Human and ethical approach to AI
Because our first AI and machine learning models were built specifically for the HR Tech industry, we knew that it would be paramount to remove bias. Our white-box approach taught us how much bias had been baked into the job matching process for years. The bias was on the part of employers but also on the part of candidates. Both were causing a significant job to candidate matching challenges.
Common bias drivers:
1. Candidate names indicating gender
2. Recruiters think the candidate isn’t eligible to work in the US due to name only
3. First and last names causing ethnic bias
4. Photo of a candidate causing both positive and negative bias
5. Resume length, format, structure and design introduce enormous bias
Less understood bias drivers:
1. Employment gap
2. Job movement across industries
3. Job history outside of perceived ideal employers
4. Age as demonstrated by university graduation date
5. Transferable skills aren’t understood, readily seen in veteran hiring
Candidates also bring a great deal of bias to their reading of a job posting. These include confusing one company with another, not applying to a company that they have never heard of, and making company-wide judgments based on the negative actions of a small group of past employees.
Matching cannot be accurate without identifying key bias’ and developing technology to help humans remove this bias from the process. In HR tech bias removal is most important at the top of the funnel because without leveling the playing field at the beginning of the process it’s virtually impossible to deliver an unbiased slate of qualified candidates to interview.
Agnostic Solution Partnering
A key component of removing bias is removing bias from the data. The data has to be agnostic, diverse and structured.
1. The data can’t come from a certain company, certain job board or a certain industry.
2. Data needs to include as many different types of jobs and candidates as possible. For example, currently at Ai4Jobs powered by ThisWay we have built learning on 48,000 job types and 350 million people assisted by more than 3,000 global partners.
3. Unifying the structure of the data removes the bias that comes from letting well-structured data dominate less structured or ‘noisy’ data.
Lastly is a bias that we overlooked for years. It’s an accessibility bias and we are addressing this now.
Accessibility bias is building a business model, cost structure or data model that constrains access to the degree that only enterprise companies have access to the unbiased system. This also means that the only candidates that can receive fair matching are those that are interested in working for these enterprise companies, which flies in the face of the goal of removing bias.

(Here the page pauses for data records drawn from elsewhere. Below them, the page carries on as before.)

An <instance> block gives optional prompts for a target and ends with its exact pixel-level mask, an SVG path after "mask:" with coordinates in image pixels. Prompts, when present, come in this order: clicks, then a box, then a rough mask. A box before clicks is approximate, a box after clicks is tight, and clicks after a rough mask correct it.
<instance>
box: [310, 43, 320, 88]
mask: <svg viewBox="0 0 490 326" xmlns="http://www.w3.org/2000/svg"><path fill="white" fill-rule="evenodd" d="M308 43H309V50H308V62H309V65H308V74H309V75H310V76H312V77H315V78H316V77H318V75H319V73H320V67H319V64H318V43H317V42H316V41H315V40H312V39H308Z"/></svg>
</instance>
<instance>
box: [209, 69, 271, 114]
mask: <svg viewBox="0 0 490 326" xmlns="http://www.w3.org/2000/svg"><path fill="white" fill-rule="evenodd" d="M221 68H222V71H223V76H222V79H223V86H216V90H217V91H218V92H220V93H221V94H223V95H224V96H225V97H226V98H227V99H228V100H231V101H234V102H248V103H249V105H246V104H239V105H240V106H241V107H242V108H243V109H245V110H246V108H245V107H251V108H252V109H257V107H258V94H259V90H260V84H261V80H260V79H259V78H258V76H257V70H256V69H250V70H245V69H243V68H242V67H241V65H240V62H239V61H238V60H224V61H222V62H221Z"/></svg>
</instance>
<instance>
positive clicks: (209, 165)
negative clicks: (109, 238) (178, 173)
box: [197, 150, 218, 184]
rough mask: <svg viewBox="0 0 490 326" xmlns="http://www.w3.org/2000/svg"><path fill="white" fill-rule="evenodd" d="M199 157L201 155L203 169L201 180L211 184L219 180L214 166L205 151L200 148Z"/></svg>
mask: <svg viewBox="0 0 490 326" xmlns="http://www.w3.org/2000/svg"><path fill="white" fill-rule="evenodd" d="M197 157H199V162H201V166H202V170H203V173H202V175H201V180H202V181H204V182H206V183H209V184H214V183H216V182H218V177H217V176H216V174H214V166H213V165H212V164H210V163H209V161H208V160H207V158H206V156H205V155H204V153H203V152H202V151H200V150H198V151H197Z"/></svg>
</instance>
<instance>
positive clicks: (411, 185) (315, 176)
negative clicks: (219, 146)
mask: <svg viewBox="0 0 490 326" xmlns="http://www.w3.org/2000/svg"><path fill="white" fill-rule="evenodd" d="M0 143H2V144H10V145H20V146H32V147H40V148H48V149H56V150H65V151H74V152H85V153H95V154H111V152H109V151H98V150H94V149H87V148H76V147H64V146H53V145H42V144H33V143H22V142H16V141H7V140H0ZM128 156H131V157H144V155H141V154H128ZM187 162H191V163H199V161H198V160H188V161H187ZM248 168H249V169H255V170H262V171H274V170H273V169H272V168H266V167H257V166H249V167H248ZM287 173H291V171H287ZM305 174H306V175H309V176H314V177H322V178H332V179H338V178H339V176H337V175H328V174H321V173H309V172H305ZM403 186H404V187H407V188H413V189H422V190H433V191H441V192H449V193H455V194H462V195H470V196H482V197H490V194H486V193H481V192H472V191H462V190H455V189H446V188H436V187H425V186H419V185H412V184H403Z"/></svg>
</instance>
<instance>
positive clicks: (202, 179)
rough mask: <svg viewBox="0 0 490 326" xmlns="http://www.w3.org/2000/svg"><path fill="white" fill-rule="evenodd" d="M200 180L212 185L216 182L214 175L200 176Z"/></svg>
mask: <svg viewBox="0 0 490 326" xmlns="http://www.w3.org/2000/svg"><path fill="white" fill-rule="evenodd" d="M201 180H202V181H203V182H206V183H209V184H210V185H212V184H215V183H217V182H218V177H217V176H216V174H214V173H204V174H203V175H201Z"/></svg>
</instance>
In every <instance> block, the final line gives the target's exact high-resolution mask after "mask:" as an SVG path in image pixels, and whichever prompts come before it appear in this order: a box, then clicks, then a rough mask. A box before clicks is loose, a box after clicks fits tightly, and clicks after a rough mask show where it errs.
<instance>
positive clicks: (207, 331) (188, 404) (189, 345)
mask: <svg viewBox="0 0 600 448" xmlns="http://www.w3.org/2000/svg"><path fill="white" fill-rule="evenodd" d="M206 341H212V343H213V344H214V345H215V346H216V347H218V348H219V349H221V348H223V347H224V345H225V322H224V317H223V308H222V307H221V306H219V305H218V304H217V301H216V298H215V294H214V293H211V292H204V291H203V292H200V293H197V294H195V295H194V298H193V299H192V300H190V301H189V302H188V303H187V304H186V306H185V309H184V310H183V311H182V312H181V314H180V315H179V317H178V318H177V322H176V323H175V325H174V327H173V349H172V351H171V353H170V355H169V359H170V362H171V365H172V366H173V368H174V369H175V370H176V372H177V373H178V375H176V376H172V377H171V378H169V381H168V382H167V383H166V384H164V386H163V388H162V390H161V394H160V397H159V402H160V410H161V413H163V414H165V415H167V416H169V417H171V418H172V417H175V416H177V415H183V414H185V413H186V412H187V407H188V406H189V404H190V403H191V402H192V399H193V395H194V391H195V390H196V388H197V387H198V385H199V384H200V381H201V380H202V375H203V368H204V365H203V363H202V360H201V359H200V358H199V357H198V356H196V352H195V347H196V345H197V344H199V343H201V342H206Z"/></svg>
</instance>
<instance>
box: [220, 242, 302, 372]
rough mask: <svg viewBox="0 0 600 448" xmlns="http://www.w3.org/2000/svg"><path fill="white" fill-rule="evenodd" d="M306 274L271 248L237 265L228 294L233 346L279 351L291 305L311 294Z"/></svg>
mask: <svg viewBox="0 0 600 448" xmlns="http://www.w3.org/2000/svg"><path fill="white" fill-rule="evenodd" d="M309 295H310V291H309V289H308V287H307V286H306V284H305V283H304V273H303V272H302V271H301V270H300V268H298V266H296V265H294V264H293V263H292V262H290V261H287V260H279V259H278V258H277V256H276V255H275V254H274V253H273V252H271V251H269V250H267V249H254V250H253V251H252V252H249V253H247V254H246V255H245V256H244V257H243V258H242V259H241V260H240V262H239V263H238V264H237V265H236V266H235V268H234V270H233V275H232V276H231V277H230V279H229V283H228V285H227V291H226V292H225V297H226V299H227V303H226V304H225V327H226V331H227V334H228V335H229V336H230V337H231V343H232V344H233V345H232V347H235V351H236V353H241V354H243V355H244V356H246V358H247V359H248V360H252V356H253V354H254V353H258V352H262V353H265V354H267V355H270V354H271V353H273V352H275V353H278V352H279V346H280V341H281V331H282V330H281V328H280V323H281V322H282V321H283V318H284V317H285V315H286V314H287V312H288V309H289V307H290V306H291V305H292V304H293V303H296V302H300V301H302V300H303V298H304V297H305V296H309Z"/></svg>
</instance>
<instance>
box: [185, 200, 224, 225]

Partnering towards an agnostic solution is made more difficult in incumbent organizations because they can’t afford to give their competitors an advantage. This is an instance where being an agile startup provides great benefit.
Emotions as a driver for innovation
Companies are so accustomed to using bias systems that many believe that qualified and diverse talent doesn’t exist. Candidates also believe they know all the companies that hire for their type of jobs in their location of choice.
When bias is removed the diversity of options is truly enlightening. Many times these candidates are already sitting inside the company applicant tracking system. But like gold nuggets in a mountain, the company needs a precision tool to help them mine the gold.
The best companies and recruiters are proactively seeking diverse talent because they know greater ROI that comes from this strategy. The success of the iPhone, Google Maps and many other technologies are closely tied to this user experience and resulting ‘delight’.
When people first experience unbiased matching results this often creates an emotional response. That happiness, or delight, is why we focus on building unbiased matching that matters.
Aligning tech objectives so that outcomes improve the lives of our fellow humans is the ultimate objective. Our view is that this is best accomplished when bias is diminished or removed.